Bosch Research Blog | Post by Ralph Lange, 2021-01-14

Ralph Lange talks about how to bring the Robot Operating System (ROS) onto microcontrollers

The Robot Operating System (ROS) is the most important robotics middleware that enables developers to build complex robot applications in less time. So far, for low-level functions such as control, sensor and actuator access running on on-board microcontrollers, a seamless middleware integration was not possible. Micro-ROS, launched by a European research initiative, addresses this point and brings ROS onto microcontrollers. We will describe how in the last months, Bosch Research and its partners developed relevant API features for execution management and runtime configuration, added support for the popular ESP32 microcontroller family, and integrated micro-ROS with two further open-source real-time operating systems, namely FreeRTOS and Zephyr.

What is ROS?

With tens of thousands of users, the Robot Operating System (ROS) is the most important robotics middleware developed in a global open-source endeavor under a permissive license model. ROS provides communication mechanisms and a component model to build up complex robotics systems in a modular architecture. It provides tools for deployment, monitoring, introspection, data visualization and simulation. And it provides base algorithms for almost all aspects of robotics, such as localization, path planning, navigation and motion control. All these features facilitate robotics software developers to focus on application-level functionalities and thus on the differentiating part of the software stack. However, the most important characteristic of ROS is the global community. Thousands of robotics software developers – from PhD students to professional developers – are advancing to the middleware functionalities of ROS or provide application-level software components. ROS is backed by a California-based nonprofit public benefit corporation and a technical steering committee with a couple of renowned industrial players including Bosch.

What is micro-ROS?

ROS has been developed for use on microprocessors, assuming several hundred megabytes of RAM at the minimum. This applies to both the classic ROS and the current version named ROS 2. However, robotic systems usually are networks of one or more microprocessors with several microcontrollers.
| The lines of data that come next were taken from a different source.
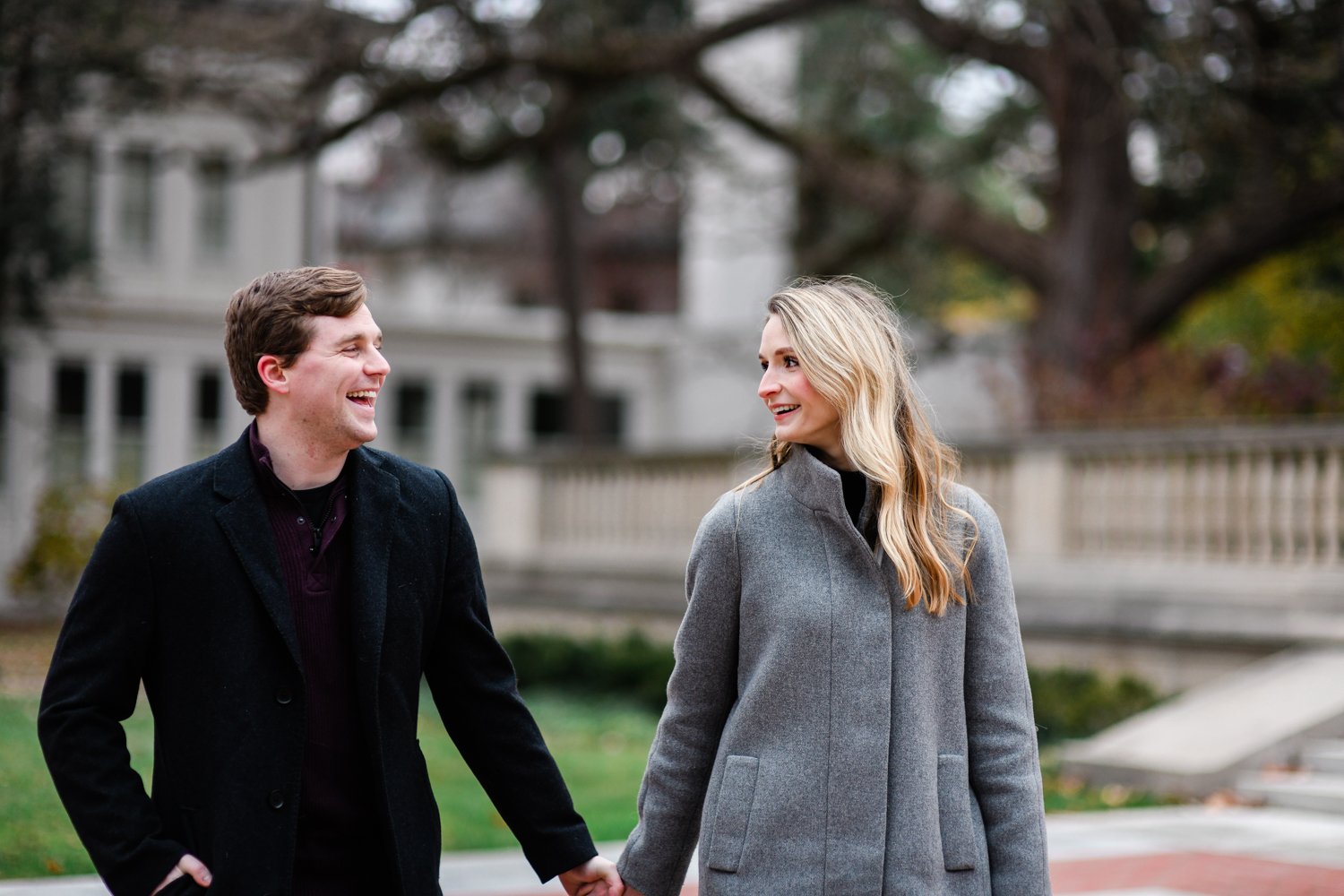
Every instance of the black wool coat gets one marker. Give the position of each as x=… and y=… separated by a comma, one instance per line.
x=185, y=594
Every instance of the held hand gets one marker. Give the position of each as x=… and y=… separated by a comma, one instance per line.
x=188, y=866
x=594, y=877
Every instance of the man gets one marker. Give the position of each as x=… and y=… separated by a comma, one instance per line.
x=280, y=603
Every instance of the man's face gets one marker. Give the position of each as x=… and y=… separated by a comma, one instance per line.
x=333, y=384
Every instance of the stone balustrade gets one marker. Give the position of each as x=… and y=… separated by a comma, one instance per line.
x=1180, y=543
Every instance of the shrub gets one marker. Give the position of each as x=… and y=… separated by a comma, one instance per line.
x=69, y=520
x=1070, y=702
x=1078, y=702
x=631, y=667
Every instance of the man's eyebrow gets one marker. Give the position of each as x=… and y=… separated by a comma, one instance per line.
x=355, y=336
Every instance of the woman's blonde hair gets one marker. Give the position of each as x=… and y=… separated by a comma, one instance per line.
x=849, y=349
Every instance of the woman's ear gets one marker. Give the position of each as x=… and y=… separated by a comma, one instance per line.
x=273, y=374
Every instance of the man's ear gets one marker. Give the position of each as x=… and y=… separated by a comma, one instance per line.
x=273, y=374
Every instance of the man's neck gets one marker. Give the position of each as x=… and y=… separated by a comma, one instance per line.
x=297, y=463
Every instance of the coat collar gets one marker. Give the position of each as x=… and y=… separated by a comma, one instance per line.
x=373, y=497
x=812, y=482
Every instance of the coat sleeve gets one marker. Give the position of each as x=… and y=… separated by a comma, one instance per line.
x=701, y=694
x=90, y=689
x=1002, y=731
x=475, y=688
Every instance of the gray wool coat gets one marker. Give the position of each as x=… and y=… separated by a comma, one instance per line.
x=822, y=739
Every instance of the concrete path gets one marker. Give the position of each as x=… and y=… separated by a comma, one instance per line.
x=1185, y=850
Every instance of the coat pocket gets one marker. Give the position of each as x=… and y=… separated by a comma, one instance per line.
x=954, y=820
x=731, y=813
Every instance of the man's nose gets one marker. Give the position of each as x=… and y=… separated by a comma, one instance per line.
x=378, y=365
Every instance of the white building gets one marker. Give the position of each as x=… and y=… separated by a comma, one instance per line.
x=129, y=378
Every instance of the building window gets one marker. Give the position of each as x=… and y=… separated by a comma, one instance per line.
x=411, y=421
x=214, y=206
x=128, y=460
x=70, y=424
x=74, y=201
x=137, y=201
x=480, y=432
x=551, y=418
x=209, y=413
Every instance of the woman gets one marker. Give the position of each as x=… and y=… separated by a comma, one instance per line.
x=849, y=712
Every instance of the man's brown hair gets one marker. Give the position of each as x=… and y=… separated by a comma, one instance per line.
x=271, y=316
The microcontrollers are used to access sensors and actuators, to implement control functions with hard real-time requirements or to embed safety mechanisms. Obviously, ROS cannot be used directly on a microcontroller that features only a few kilobytes of RAM. Also, the development tools and operating systems for microcontrollers are very different. That is why Bosch Research and three partners collaborate in the EU-funded OFERA project to bridge this gap using micro-ROS.

micro-ROS logo
micro-ROS logo

Major project goals

Seamless integration of microcontrollers with ROS 2

Facilitate portability of ROS 2 code to microcontrollers

Ensure long-term maintenance of micro-ROS stack

Micro-ROS is developed open-source at micro-ros.github.io under the same permissive license model as ROS. At micro-ros.github.io, we provide documentation, tutorials, and links to interact with the constantly growing community.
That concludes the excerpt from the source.